Petrolettes In History: Bessie Coleman

Over a century ago, an icon named Bessie Coleman was born. Bessie was the world’s first African American woman pilot, and the first African American to earn an international pilot’s license. Born in January of 1892, she entered our world with an innate yearning to “amount to something,” no matter the odds stacked against her. And those odds stood substantially against her, both as an African/Native American and a female of the South before the era of Civil Rights in America.
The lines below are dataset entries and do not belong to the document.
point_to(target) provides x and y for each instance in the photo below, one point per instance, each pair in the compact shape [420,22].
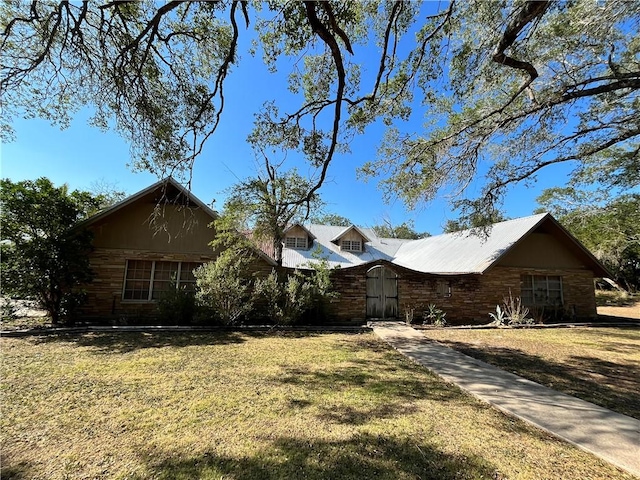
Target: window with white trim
[351,245]
[541,290]
[147,280]
[295,242]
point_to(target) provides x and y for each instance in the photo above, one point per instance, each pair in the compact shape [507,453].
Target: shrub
[226,287]
[512,313]
[177,306]
[286,301]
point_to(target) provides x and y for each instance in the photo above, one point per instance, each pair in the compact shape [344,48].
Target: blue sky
[82,155]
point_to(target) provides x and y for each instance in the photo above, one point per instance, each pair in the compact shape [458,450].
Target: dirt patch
[630,311]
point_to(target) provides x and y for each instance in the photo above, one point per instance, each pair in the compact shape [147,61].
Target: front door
[382,293]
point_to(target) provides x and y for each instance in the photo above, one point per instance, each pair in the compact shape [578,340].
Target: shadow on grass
[611,385]
[126,342]
[362,456]
[627,338]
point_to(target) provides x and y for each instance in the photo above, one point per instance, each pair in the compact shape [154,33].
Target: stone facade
[105,293]
[472,297]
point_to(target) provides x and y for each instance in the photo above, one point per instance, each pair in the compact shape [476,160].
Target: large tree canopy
[509,88]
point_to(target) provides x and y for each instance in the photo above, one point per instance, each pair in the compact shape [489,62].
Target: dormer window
[295,242]
[351,245]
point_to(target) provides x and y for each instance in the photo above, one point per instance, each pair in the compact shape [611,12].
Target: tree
[478,221]
[404,230]
[609,228]
[268,204]
[511,87]
[522,85]
[106,193]
[44,258]
[225,286]
[331,219]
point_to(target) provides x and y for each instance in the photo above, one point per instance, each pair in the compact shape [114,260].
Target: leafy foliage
[268,204]
[509,88]
[44,258]
[435,316]
[475,221]
[405,230]
[226,287]
[287,300]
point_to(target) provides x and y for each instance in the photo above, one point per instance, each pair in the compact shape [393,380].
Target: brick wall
[104,294]
[472,296]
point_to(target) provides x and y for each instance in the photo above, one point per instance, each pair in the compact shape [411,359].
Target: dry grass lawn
[255,406]
[600,365]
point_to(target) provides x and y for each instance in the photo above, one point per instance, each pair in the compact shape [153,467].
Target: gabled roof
[347,230]
[161,184]
[465,252]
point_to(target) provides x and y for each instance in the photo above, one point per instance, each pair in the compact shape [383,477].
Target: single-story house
[163,232]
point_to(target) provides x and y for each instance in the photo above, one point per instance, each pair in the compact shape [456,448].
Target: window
[147,280]
[295,242]
[443,288]
[541,290]
[351,245]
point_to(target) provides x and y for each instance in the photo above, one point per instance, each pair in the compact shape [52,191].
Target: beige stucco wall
[473,296]
[148,227]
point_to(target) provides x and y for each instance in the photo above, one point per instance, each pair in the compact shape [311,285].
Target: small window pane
[290,242]
[165,278]
[138,279]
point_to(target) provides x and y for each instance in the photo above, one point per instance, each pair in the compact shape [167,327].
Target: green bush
[435,316]
[286,301]
[178,307]
[226,288]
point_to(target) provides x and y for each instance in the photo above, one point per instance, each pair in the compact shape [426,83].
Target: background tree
[404,230]
[509,87]
[477,221]
[268,204]
[330,219]
[610,228]
[107,193]
[44,258]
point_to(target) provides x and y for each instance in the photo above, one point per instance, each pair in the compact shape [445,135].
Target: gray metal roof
[466,251]
[452,253]
[323,247]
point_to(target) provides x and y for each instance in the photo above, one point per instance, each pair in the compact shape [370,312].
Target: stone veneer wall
[104,294]
[473,296]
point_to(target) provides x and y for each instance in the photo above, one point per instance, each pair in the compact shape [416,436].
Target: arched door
[382,293]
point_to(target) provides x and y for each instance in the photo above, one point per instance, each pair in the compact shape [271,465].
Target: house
[154,239]
[464,274]
[145,245]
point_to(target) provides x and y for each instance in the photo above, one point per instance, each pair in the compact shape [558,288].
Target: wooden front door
[382,293]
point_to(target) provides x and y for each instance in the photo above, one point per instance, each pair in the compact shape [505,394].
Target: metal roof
[453,253]
[466,251]
[323,248]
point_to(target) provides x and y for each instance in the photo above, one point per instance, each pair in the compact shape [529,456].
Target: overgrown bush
[225,286]
[44,253]
[434,316]
[513,312]
[286,300]
[178,307]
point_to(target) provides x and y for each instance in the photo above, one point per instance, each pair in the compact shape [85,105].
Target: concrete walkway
[611,436]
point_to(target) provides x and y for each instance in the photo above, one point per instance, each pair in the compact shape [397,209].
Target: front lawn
[600,365]
[255,406]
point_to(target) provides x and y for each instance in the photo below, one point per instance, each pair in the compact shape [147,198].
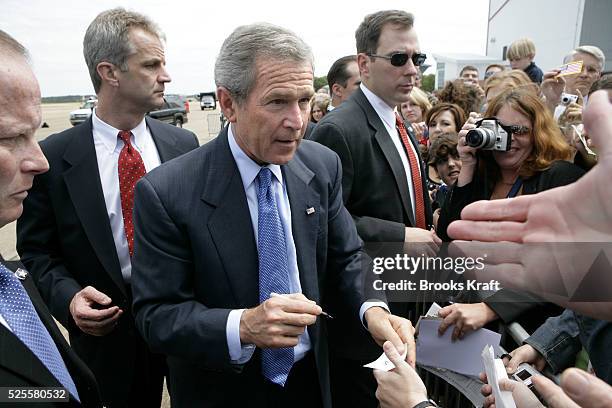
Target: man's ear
[363,62]
[108,73]
[227,103]
[337,90]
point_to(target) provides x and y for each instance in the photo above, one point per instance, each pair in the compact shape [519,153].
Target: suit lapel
[304,223]
[389,151]
[164,141]
[17,357]
[230,224]
[85,190]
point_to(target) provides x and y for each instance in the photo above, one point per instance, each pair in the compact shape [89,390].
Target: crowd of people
[218,267]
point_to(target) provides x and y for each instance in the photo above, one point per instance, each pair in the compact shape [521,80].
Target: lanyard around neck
[515,188]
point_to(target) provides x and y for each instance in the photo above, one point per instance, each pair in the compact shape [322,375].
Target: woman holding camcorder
[516,149]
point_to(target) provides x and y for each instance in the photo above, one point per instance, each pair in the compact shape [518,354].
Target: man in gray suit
[238,241]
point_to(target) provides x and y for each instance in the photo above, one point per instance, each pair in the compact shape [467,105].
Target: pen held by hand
[323,313]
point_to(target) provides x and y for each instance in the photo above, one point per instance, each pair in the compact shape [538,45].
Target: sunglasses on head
[514,129]
[399,59]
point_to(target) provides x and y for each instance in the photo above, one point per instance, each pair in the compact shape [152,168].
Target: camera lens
[474,138]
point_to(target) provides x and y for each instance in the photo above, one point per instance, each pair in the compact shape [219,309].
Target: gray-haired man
[76,234]
[228,278]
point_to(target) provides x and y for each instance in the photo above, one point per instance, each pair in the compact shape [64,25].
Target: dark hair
[337,73]
[443,146]
[455,110]
[468,68]
[10,45]
[605,82]
[466,96]
[368,32]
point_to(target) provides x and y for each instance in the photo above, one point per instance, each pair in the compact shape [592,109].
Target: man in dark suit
[237,241]
[76,234]
[33,352]
[384,181]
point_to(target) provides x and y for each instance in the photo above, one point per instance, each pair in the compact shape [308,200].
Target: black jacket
[65,240]
[19,367]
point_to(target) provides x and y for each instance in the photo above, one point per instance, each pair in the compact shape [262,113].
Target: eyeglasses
[515,129]
[399,59]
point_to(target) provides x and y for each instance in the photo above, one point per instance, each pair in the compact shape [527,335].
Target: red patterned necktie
[131,169]
[419,202]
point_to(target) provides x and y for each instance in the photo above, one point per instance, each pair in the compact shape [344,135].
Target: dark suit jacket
[374,184]
[65,240]
[19,367]
[196,260]
[375,192]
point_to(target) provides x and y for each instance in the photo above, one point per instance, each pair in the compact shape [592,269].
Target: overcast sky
[53,31]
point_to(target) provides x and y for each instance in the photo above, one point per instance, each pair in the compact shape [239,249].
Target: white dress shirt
[108,146]
[249,170]
[387,116]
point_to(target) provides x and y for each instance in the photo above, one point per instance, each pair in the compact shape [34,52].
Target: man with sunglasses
[384,180]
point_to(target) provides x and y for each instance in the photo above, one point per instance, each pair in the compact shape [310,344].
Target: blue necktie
[18,311]
[273,271]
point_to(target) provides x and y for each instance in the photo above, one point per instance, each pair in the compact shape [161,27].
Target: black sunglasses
[399,59]
[514,129]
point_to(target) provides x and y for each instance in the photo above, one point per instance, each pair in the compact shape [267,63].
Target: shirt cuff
[239,354]
[366,305]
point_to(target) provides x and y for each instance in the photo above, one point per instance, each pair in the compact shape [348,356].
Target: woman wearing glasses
[536,161]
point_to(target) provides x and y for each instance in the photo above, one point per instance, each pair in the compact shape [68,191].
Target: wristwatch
[424,404]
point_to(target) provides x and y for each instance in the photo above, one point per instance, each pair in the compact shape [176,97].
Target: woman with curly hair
[468,97]
[444,118]
[536,161]
[318,107]
[414,111]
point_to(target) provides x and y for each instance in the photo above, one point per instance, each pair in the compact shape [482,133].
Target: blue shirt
[249,170]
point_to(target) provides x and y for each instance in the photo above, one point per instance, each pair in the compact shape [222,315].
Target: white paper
[462,356]
[383,363]
[496,371]
[431,312]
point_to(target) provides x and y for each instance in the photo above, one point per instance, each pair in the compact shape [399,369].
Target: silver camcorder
[566,99]
[489,135]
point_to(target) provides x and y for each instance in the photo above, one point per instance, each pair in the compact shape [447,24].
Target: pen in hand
[324,314]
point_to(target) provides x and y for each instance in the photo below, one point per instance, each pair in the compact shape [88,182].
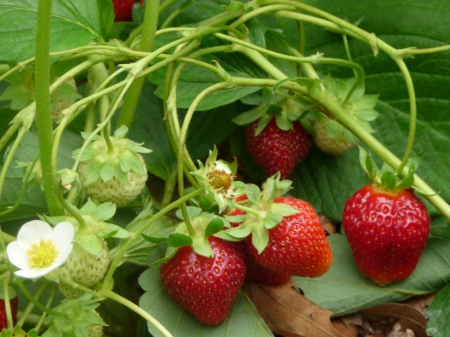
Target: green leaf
[107,171]
[333,128]
[430,73]
[33,201]
[239,232]
[283,209]
[272,220]
[191,210]
[389,180]
[213,227]
[327,182]
[74,24]
[105,211]
[348,290]
[260,237]
[242,320]
[179,240]
[91,243]
[437,314]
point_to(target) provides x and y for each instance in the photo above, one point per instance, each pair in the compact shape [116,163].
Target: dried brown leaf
[407,316]
[289,313]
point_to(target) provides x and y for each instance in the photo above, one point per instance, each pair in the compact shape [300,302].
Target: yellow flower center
[42,255]
[220,180]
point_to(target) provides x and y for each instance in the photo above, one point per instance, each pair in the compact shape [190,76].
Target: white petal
[17,256]
[33,232]
[33,272]
[62,257]
[63,235]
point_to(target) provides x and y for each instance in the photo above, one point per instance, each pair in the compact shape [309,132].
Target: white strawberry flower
[39,248]
[218,180]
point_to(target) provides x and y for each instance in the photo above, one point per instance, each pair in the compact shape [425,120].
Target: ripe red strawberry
[14,305]
[206,287]
[123,9]
[298,245]
[387,232]
[256,272]
[278,150]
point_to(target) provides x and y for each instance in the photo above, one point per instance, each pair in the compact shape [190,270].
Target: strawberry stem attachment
[9,317]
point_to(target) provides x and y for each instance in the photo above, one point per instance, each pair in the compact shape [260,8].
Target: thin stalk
[47,305]
[182,143]
[29,308]
[43,107]
[125,244]
[146,44]
[137,309]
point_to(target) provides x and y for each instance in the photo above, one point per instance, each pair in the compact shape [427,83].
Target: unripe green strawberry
[338,145]
[113,190]
[387,231]
[298,245]
[112,171]
[84,268]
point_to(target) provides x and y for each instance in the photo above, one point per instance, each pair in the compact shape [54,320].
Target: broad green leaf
[430,74]
[242,320]
[348,290]
[327,181]
[438,313]
[74,23]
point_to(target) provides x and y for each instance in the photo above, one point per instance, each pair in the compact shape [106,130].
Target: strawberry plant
[161,159]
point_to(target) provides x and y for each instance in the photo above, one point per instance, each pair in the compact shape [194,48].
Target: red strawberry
[206,287]
[123,9]
[387,232]
[256,272]
[278,150]
[3,320]
[298,245]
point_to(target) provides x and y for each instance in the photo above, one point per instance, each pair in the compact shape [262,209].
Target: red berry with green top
[256,272]
[387,232]
[298,245]
[276,150]
[14,305]
[206,287]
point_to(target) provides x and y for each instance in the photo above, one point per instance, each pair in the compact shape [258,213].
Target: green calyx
[106,162]
[92,236]
[354,101]
[204,225]
[262,213]
[386,177]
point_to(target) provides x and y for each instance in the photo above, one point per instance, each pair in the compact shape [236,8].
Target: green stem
[125,244]
[146,44]
[43,108]
[47,305]
[413,112]
[182,143]
[10,156]
[36,303]
[7,304]
[137,309]
[29,308]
While the Emancipation Proclamation was set into effect, African Americans were still fighting an uphill battle at the turn of the century in order to gain their basic rights as citizens of the United States. Turmoil stirred throughout the black communities as racism grew rampantly with the rise of the violent extremist groups such as the Ku Klux Klan and the enforcement of “Jim Crow laws” leading to segregation in public facilities. With little to no rights, most blacks were subjected to a life poverty and in order to have any chance at livelihood many black Southerners took jobs on White-owned lands as sharecroppers, reverting back to a life of slavery under the guise of “indebtedness.”

As the child of sharecroppers, Bessie by no means had a ticket to success. In a world where every right was being pried away and people were dying left and right due to the color of their skin, her story brings about a true lesson of tenacity and the power of having a dream.